On Monday, the U.S. Supreme Court denied certiorari in Sincerely Yours, Inc. v. Cooper, (Docket No. 09-608, 3/1/2010). (Order List). In the case, the U.S. 2nd Circuit Court of Appeals held that religious displays by the Full Gospel Interdenominational Church in the Contract Postal Unit it operates along side its ministry and outreach efforts in a store front facility in Manchester, Connecticut violate the Establishment Clause. (See prior posting.) AP yesterday reported on the Supreme Court's refusal to review the case.

Evangelical Group Wins Compromise In Settlement of Suit Over Tax Exemption

Kenneth Copeland Ministries on Monday announced the settlement of a lawsuit it had filed against Tarrant County (TX) Appraisal District challenging the denial of a tax exemption (see prior posting) for a $3.6 million jet owned by the evangelical religious group. BNA Daily Report for Executives (3/3/2010) [subscription required] gives further details. At issue was the county's requirement that the application for an exemption include the names, positions and salaries of all the organization's employees-- some 600 in total. KCM, which separately had been resisting Congressional demands for more financial information, refused to furnish the data arguing that it was protecting the privacy rights of its employees and the more general privacy rights of churches. In its view, only the Internal Revenue Service has authority to obtain this type of information from non-profits.

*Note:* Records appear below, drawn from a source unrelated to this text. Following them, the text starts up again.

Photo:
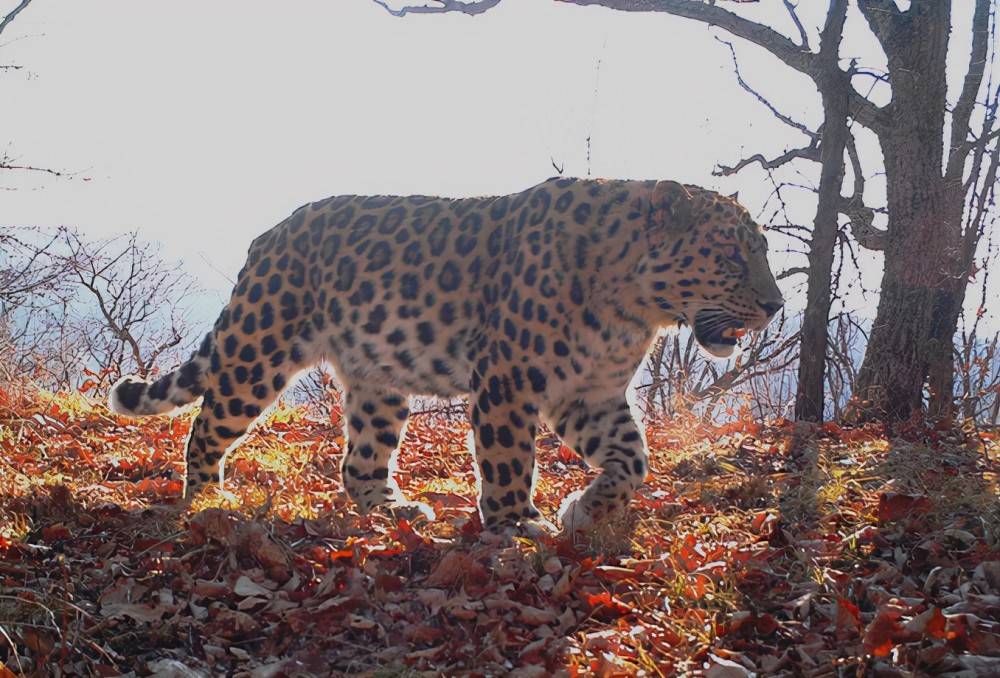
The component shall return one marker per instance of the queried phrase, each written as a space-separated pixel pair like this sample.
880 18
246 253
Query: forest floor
752 550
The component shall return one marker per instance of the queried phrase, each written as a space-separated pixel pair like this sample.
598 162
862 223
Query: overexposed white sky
202 124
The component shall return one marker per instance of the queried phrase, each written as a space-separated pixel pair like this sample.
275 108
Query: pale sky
202 124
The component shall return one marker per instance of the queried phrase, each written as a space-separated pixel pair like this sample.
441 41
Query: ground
753 549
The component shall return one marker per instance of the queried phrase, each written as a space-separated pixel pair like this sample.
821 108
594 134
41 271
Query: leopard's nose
771 307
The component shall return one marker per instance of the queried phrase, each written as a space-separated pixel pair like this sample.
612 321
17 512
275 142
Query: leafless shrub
79 313
679 377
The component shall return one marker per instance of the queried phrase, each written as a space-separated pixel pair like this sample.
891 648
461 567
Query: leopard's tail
140 397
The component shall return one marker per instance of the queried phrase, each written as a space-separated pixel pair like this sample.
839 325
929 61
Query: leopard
539 306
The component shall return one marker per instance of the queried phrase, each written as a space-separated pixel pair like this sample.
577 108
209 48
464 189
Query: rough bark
926 256
834 86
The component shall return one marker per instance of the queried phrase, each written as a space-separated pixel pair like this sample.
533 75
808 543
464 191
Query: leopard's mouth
717 331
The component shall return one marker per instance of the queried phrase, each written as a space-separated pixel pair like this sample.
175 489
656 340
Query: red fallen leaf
929 623
150 544
605 601
848 617
884 631
422 633
389 582
55 533
456 566
894 506
405 535
567 455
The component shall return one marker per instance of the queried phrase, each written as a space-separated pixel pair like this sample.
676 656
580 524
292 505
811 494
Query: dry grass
777 550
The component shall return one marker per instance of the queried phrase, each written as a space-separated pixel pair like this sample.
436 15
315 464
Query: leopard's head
707 266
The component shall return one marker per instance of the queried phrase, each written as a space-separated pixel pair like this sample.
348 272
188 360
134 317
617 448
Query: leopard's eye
734 258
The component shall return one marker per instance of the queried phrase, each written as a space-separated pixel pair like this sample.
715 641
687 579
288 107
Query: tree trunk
922 290
834 87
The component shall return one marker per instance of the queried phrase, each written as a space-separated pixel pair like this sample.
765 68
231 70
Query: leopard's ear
671 207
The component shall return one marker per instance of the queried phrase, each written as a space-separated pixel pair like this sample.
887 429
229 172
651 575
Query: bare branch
803 36
13 13
961 143
789 272
810 152
861 217
441 7
762 99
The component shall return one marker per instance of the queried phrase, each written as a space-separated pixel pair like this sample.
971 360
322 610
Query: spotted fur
539 305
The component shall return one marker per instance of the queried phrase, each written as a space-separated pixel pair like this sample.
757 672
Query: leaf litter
754 549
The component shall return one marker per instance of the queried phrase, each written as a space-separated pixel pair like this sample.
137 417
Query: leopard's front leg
606 435
504 423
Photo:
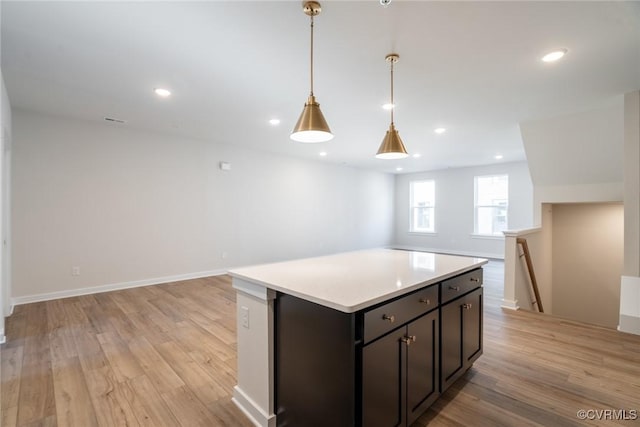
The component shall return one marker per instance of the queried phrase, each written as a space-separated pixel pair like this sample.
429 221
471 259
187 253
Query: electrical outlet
244 316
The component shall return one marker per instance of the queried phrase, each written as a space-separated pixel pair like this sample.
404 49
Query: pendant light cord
393 106
311 55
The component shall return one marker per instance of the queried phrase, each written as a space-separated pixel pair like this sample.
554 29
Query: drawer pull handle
408 339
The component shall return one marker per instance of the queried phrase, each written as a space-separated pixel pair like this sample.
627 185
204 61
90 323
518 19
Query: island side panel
315 364
254 393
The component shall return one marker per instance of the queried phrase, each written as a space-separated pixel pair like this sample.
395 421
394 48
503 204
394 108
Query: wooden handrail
527 256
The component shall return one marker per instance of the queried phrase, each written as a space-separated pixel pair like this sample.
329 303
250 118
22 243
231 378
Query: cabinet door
472 324
451 342
422 365
383 381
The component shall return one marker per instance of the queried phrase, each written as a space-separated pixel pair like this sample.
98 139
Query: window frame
476 206
413 207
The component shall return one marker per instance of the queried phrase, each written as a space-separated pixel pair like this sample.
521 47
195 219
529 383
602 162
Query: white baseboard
112 287
448 251
510 304
255 414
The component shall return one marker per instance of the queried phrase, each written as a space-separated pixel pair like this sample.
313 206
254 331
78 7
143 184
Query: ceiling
471 67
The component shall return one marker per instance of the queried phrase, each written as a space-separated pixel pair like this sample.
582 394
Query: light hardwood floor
164 355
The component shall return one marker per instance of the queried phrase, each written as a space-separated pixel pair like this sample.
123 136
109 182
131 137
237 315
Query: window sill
422 233
487 236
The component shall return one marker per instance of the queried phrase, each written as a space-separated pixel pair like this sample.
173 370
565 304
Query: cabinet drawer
389 316
457 286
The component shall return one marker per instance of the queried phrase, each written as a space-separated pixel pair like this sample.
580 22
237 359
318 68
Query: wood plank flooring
164 355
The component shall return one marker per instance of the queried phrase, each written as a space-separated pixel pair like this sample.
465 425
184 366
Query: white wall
5 174
454 213
126 206
576 157
630 281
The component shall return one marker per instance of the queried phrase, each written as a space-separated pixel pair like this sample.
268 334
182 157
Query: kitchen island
366 338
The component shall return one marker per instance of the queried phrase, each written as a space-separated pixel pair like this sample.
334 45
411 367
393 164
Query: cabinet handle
408 339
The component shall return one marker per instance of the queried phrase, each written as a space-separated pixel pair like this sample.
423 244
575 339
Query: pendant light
311 126
392 146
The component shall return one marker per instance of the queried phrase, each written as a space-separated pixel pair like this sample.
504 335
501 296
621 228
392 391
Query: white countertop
352 281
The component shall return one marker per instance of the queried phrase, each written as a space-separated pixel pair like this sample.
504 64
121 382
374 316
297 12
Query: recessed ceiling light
162 92
555 55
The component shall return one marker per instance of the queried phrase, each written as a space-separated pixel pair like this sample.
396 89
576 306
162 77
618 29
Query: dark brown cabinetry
379 367
461 335
400 374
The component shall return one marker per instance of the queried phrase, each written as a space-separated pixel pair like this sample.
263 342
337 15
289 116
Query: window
422 205
491 204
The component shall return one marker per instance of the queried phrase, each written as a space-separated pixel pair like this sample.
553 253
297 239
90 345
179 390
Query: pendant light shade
392 146
311 126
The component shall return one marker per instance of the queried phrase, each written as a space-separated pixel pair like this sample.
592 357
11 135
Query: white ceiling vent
111 119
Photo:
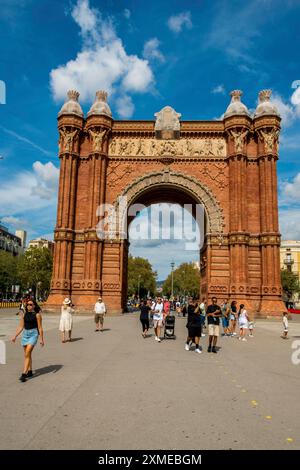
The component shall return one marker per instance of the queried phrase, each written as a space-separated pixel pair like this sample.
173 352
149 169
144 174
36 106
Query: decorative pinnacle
236 95
73 95
265 95
101 95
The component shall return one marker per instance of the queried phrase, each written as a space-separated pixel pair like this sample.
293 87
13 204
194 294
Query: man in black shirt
213 314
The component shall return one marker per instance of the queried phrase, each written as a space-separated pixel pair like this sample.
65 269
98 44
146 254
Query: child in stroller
169 331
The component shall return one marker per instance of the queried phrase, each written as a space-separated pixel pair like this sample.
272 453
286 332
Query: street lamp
172 289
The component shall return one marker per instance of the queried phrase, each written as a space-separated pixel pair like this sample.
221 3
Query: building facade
290 260
227 166
42 243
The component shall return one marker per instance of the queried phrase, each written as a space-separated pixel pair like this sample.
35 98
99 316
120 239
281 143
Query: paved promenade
116 390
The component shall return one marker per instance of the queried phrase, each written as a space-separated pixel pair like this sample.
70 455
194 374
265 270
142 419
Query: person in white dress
66 320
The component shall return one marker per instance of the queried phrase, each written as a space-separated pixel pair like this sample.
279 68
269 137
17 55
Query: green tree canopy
186 281
290 283
140 273
35 269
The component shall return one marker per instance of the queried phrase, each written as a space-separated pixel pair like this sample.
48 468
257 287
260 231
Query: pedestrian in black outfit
213 315
144 317
193 326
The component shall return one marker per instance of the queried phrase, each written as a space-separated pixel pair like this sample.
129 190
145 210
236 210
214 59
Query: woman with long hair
66 320
233 317
31 326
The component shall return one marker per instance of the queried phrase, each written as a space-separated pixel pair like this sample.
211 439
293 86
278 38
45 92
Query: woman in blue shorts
31 326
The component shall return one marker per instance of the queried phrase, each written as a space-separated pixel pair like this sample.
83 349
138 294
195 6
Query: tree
186 281
141 277
8 264
35 270
290 283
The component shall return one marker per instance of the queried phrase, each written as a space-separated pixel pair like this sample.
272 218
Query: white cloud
291 190
27 141
28 191
219 89
289 221
127 13
14 221
177 22
151 50
102 63
124 106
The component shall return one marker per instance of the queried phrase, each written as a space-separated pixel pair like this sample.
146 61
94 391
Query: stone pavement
116 390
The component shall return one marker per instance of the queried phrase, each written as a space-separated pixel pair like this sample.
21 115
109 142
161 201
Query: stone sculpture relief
182 147
239 140
66 140
270 140
97 138
167 120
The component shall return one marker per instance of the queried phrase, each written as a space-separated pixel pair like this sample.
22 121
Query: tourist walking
285 325
100 311
243 322
203 315
158 316
66 320
225 318
144 317
31 326
194 326
213 315
233 318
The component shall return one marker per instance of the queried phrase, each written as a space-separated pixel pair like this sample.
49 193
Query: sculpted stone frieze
158 148
66 139
270 140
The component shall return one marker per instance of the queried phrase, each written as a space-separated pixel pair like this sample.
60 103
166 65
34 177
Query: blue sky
188 54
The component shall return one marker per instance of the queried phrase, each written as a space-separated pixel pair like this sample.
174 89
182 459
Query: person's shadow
47 370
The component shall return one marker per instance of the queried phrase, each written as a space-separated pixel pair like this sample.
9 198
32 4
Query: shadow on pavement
47 370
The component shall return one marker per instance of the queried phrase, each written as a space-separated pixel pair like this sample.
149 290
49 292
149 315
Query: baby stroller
169 327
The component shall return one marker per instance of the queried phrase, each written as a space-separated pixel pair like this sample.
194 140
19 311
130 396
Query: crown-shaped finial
73 95
236 95
101 95
265 95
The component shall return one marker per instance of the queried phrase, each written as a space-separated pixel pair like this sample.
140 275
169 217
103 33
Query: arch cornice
198 190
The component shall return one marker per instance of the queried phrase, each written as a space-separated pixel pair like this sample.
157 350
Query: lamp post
172 279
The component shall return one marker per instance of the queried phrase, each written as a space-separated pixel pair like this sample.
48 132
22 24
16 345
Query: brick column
238 129
267 129
70 127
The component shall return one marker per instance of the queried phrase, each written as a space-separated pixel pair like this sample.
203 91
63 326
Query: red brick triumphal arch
228 166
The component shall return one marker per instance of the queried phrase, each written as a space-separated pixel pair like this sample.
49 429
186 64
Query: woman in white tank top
243 322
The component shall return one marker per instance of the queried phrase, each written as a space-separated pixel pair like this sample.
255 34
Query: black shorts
195 331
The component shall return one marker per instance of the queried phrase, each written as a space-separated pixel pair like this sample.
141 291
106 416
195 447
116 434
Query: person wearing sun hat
100 311
66 320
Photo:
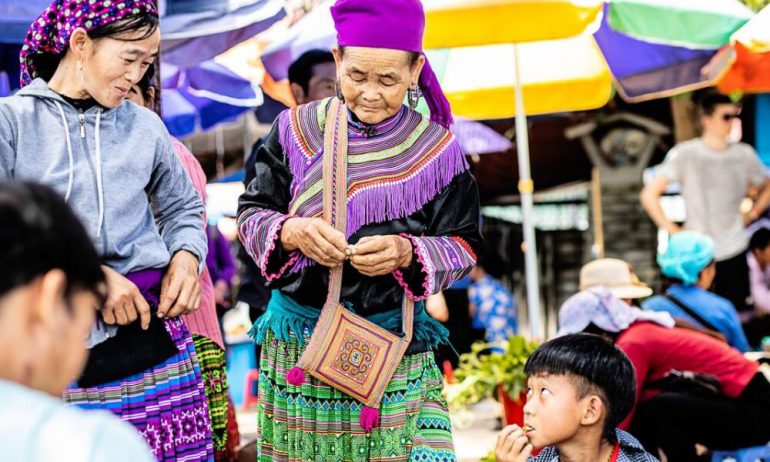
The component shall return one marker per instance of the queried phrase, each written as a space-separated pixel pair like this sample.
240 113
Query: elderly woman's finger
372 244
108 313
120 315
334 237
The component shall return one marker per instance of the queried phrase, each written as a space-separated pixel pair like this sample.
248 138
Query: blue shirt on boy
631 450
716 310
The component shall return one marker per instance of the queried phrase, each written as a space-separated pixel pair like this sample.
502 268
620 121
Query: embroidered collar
356 128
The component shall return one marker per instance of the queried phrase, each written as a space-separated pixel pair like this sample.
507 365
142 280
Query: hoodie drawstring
99 187
99 173
69 151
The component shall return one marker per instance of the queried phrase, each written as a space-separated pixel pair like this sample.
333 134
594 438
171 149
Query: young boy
580 388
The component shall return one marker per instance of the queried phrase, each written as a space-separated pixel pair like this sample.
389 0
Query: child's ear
593 411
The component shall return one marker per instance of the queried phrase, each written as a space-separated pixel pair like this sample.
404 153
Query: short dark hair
301 70
760 239
147 22
40 233
709 100
595 365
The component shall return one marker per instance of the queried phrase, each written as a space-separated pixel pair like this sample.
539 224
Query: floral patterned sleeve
447 250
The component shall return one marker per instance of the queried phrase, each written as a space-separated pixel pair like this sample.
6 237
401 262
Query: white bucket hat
616 276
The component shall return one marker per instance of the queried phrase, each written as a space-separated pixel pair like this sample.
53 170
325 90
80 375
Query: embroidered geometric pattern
354 358
315 422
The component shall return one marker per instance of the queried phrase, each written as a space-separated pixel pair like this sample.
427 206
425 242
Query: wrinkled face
111 66
374 81
552 409
321 84
720 123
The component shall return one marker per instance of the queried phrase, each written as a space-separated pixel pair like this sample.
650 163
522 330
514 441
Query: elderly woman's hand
316 239
380 255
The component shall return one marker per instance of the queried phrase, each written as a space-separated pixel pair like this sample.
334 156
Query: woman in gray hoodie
70 128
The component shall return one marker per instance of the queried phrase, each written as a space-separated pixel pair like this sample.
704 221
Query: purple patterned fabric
51 31
260 229
166 404
444 260
394 24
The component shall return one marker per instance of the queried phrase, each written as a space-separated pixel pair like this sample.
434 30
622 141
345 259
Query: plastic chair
757 453
252 383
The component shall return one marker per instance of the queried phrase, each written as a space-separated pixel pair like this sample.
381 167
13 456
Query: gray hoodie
115 167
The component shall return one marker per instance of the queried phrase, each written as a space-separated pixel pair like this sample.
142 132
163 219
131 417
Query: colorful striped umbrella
461 23
203 96
556 76
645 70
706 24
745 64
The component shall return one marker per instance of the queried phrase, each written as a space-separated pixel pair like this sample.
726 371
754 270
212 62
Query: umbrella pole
526 187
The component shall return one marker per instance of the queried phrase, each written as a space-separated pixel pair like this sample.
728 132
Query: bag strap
690 312
335 198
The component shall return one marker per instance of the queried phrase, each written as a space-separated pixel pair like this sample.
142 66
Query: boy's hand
513 445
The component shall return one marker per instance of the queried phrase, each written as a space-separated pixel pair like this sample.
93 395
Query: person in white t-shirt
715 176
51 285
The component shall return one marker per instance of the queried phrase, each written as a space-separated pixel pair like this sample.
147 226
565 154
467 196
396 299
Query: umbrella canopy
459 23
477 138
556 76
194 31
645 70
694 24
201 97
745 64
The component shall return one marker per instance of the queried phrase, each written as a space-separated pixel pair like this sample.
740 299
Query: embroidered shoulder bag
346 351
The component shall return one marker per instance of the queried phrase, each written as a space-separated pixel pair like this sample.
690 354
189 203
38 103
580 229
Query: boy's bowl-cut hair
596 365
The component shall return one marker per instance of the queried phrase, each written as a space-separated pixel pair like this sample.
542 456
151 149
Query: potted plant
493 370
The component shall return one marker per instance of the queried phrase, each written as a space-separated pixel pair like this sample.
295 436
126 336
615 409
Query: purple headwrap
394 24
50 32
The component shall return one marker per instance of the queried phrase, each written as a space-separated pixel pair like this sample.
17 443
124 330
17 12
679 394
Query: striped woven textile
214 373
166 404
315 422
391 174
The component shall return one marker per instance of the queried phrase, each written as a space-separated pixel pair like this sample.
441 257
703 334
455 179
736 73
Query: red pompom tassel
296 376
370 418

In the settlement in Eagle Mountain International Church Inc. v. Tarrant Appraisal District, Tex. Dist. Ct., No. 342-235701-09, agreed judgment entered 2/16/10, the county agreed to have KCM's employment records reviewed by a CPA who specializes in religious organizations. The county accepted as sufficient a report from the CPA that KCM's employee compesation was reasonable, without the underlying data going to the government.